Des unités militaires ont été déployées vendredi soir à Siliana, dans le centre de la Tunisie, théâtre depuis quatre jours d'affrontements violents entre les forces de l'ordre et les manifestants, a indiqué une source proche du parti au pouvoir.

Selon cette même source, qui s'exprimait sous le couvert de l'anonymat, l'armée doit remplacer les forces de police accusées d'avoir eu des réactions brutales lors des manifestations des derniers jours à Siliana.

D'après un témoin contacté par l'Associated Press, une dizaine de véhicules transportant des soldats sont entrés dans la ville en début de soirée, sous les acclamations de la population.

Les heurts entre les manifestants et la police ont fait quelque 300 blessés en quatre jours, dont une vingtaine de personnes blessées aux yeux par des balles à billes. L'usage de ces cartouches pour la première fois en Tunisie a suscité l'émoi dans les milieux politiques et au sein de la société civile.

Les manifestants de Siliana réclament le départ du gouverneur de la région, Ahmed Zine Mahjoubi, membre du parti islamiste Ennahda au pouvoir. Les résidants de la ville l'accusent de ne pas écouter leurs revendications et de refuser le dialogue. Ils demandent au gouvernement de soutenir le développement de leur région déshéritée et réclament la libération de 14 personnes détenues depuis 20 mois sans avoir été jugées.
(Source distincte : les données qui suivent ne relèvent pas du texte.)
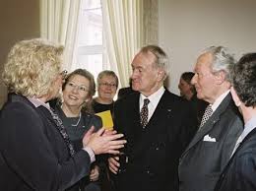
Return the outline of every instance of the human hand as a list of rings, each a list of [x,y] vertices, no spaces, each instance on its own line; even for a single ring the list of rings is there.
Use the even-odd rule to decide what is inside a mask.
[[[92,137],[95,130],[95,126],[93,125],[88,132],[84,135],[83,145],[88,145],[90,138]]]
[[[99,177],[99,167],[97,165],[95,165],[94,168],[91,170],[90,173],[90,180],[91,181],[97,181]]]
[[[93,127],[92,127],[93,128]],[[123,137],[123,134],[116,132],[104,134],[104,128],[93,133],[92,128],[83,138],[83,146],[91,148],[96,155],[98,154],[119,154],[120,148],[124,147],[126,140],[118,140]]]
[[[114,174],[117,174],[118,172],[118,168],[120,167],[120,163],[119,163],[119,157],[115,156],[115,157],[111,157],[108,158],[108,168],[111,172],[113,172]]]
Siliana ressemblait à une ville fantôme vendredi, a constaté un journaliste de l'Associated Press qui s'est rendu sur place durant la journée. Routes coupées, pneus en flammes, rues jonchées de pierres et d'autres débris témoignaient encore des violents affrontements ayant opposé depuis mardi les manifestants aux forces de l'ordre.

L'activité économique était paralysée. Les magasins, les administrations et les écoles sont restés fermés, accentuant les difficultés de cette région où les investissements et les créations d'emplois ont enregistré un fort recul en 2012, selon des statistiques officielles.

Sans atteindre l'ampleur des derniers jours, des échauffourées ont opposé vendredi après-midi des centaines de jeunes aux forces de l'ordre, après une manifestation pacifique qui a rassemblé plus de 10 000 personnes dans la matinée.

Aux jets de pierres et de cocktails Molotov des manifestants, essentiellement des adolescents, la police a réagi par des tirs de gaz lacrymogènes, avant de procéder à des tirs de sommation.

Des marches et des manifestations de solidarité avec la population de Siliana ont été organisées dans plusieurs villes de l'intérieur du pays. À Tunis, la capitale, quelques centaines de personnes se sont rassemblées vendredi devant le ministère de l'Intérieur pour dénoncer «la répression policière brutale» du mouvement social à Siliana.